Murphy’s Law: “Anything that can go wrong will go wrong.”
As a Data Systems Engineer, I write and maintain the systems we use to gather, process, and analyze our large datasets. Over the course of my career, I’ve written software for researchers, for small startups, for large defense companies, and for organizations in between, and I’ve learned that failure is inevitable. As DomainTools grows as an enterprise security company supporting our customers’ mission critical infrastructure, we need to plan for failure. We need to build fault-tolerant and scalable systems.
What does that mean? It means we design systems that expect failure. What kinds of failure? All kinds of failure. Machines fail, network problems exist, and humans make mistakes. The idea is that we can’t predict all the types of failure, so we want to design systems that fail quickly and recover gracefully.

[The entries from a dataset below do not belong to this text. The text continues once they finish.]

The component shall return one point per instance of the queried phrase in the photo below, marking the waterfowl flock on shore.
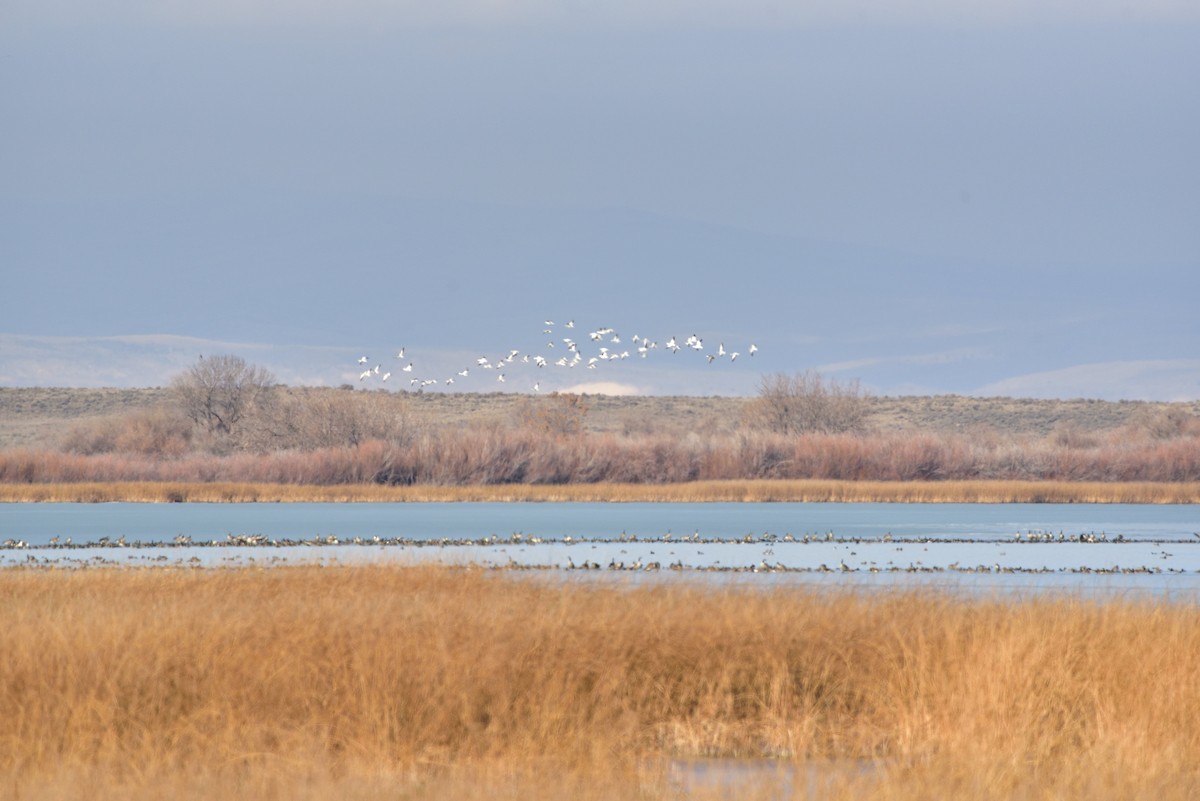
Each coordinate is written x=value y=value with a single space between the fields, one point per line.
x=563 y=350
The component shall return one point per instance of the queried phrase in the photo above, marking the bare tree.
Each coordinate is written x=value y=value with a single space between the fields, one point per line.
x=217 y=392
x=807 y=403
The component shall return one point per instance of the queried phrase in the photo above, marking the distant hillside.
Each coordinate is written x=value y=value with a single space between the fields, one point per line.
x=36 y=417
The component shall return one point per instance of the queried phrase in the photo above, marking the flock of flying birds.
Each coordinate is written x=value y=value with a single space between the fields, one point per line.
x=605 y=344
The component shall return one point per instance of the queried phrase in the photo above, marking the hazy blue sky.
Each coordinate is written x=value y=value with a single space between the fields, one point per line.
x=996 y=198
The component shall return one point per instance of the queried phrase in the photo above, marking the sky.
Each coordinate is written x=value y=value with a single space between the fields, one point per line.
x=925 y=197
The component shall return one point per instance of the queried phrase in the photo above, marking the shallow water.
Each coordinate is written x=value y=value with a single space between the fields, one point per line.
x=37 y=523
x=1107 y=548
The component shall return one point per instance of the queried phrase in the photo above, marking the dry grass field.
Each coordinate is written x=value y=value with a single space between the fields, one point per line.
x=390 y=682
x=762 y=491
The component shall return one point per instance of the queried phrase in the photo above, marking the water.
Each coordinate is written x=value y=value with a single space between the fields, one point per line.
x=37 y=523
x=1008 y=546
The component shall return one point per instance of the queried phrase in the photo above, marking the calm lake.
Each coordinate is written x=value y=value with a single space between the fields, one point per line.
x=984 y=544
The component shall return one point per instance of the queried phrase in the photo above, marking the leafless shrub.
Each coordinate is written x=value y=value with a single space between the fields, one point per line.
x=1072 y=435
x=807 y=403
x=219 y=392
x=1168 y=422
x=328 y=419
x=157 y=431
x=556 y=415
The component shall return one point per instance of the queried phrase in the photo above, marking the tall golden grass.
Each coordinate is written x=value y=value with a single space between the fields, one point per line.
x=373 y=682
x=762 y=491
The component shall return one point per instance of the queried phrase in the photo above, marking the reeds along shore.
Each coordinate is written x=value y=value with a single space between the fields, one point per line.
x=763 y=491
x=388 y=682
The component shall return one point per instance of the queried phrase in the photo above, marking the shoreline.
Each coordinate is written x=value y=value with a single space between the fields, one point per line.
x=751 y=491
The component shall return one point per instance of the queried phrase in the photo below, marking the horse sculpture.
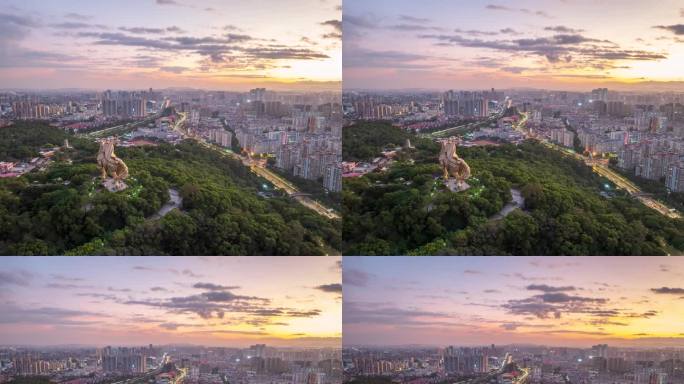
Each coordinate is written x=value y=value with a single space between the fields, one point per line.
x=111 y=165
x=452 y=165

In fact, we can increase system robustness when we let things fail. By asking the question “When components of our systems fail, how will we recover with or without human intervention?” we begin to build resilience.
Sometimes failure is:
And when things fail, we need to be able to recover. We have data persistence which means all our data is stored and archived. As we process our data, we keep copies of the original which allows us to recompute work that may have been lost during a failure. This requires more storage and may delay the availability, but the results are not lost.
This is just one of the many ways we work to make sure you have access to the data and services from DomainTools you have come to rely on.